La boda de Martín Borrego Llorente, exjefe de la Oficina de la Secretaría de Relaciones Exteriores (SRE) y comisionado en la Secretaría de Medio Ambiente y Recursos Naturales (Semarnat).
Esto ha generado controversia por su organización y la presencia de figuras gubernamentales.
Inicialmente, presentaron el evento como un acto diplomático para conmemorar el 89 aniversario de las relaciones entre México y Rumanía.
Pero pronto se descubrió que se trataba de una boda privada entre Borrego Llorente e Ionut Vâlcu, diplomático de la Embajada de Rumania en México.
La situación se complicó cuando se reveló que en septiembre informaron a los empleados del MUNAL sobre el evento.
Como una celebración oficial, sin que supieran que en realidad sería una boda de alto perfil.
Alicia Bárcena, titular de la Semarnat, se vio involucrada en el escándalo después de que se filtraran fotos de la boda en las que se la ve posando junto a los novios.
Aunque Bárcena emitió un comunicado el 8 de diciembre en el que aseguró no haber autorizado la celebración.
Ni haber sido informada sobre el evento, las imágenes contradicen su declaración.
La boda de Borrego en el MUNAL genera controversia política.
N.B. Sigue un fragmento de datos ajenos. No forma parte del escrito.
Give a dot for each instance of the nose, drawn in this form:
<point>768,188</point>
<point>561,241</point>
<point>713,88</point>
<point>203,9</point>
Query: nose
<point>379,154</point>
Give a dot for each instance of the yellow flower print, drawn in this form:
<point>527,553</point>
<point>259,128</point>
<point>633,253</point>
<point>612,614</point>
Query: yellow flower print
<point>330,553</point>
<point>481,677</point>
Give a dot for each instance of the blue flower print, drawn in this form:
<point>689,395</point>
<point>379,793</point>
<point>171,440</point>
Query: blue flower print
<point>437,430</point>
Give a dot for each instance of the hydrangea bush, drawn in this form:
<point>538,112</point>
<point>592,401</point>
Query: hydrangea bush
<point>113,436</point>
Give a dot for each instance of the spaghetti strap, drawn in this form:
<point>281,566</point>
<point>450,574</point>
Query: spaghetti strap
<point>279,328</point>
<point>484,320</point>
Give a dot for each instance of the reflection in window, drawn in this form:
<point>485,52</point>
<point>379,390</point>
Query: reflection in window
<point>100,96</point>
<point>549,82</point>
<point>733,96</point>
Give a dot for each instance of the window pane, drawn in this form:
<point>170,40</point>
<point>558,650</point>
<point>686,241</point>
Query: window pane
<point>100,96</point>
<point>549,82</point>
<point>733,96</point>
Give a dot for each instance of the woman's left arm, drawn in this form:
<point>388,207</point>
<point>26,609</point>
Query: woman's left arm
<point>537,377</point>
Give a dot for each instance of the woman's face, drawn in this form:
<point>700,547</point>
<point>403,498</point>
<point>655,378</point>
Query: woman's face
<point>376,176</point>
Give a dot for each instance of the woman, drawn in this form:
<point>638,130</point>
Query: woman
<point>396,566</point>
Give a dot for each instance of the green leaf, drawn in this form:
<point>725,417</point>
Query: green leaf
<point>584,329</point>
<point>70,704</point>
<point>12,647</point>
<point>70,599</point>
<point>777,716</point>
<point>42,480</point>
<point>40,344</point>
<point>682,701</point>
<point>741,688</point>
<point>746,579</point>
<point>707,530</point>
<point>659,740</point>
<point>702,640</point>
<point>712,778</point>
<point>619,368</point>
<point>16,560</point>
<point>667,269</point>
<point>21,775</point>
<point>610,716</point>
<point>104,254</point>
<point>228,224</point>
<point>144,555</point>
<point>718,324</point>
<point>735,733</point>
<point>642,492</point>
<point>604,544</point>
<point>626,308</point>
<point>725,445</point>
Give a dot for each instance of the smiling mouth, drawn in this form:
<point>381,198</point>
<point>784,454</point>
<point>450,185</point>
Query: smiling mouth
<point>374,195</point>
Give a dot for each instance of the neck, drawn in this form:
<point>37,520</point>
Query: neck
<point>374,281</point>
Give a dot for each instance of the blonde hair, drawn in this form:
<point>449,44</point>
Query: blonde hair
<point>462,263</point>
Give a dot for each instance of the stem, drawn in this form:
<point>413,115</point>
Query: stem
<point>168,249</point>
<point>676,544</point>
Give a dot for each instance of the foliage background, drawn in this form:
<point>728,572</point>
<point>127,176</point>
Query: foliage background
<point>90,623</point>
La titular de Semarnat también señaló que el evento contrasta con los principios de austeridad y transparencia que deben regir las administraciones de la Cuarta Transformación.
El mismo día de la filtración de las fotos, Borrego Llorente presentó su renuncia a la Semarnat.
En su carta de dimisión, explicó que, aunque el evento fue privado y se cubrió con recursos personales.
Donde reconoció que fue inapropiado solicitar el espacio del MUNAL a través de un correo institucional.
Din el conocimiento de Alicia Bárcena, su superior en ese momento.
La Secretaría de Relaciones Exteriores (SRE), encabezada por Juan Ramón de la Fuente.
También abrió una investigación interna para determinar si se hizo un uso indebido de los recursos institucionales durante la organización del evento.
La Secretaría de Relaciones Exteriores revisará si la solicitud del espacio y el uso de los recursos institucionales fueron adecuados en el contexto de su cargo.
Este escándalo sigue sacudiendo las esferas políticas del país, dejando en evidencia la falta de transparencia en torno a las relaciones entre funcionarios y el uso de recursos públicos para eventos privados.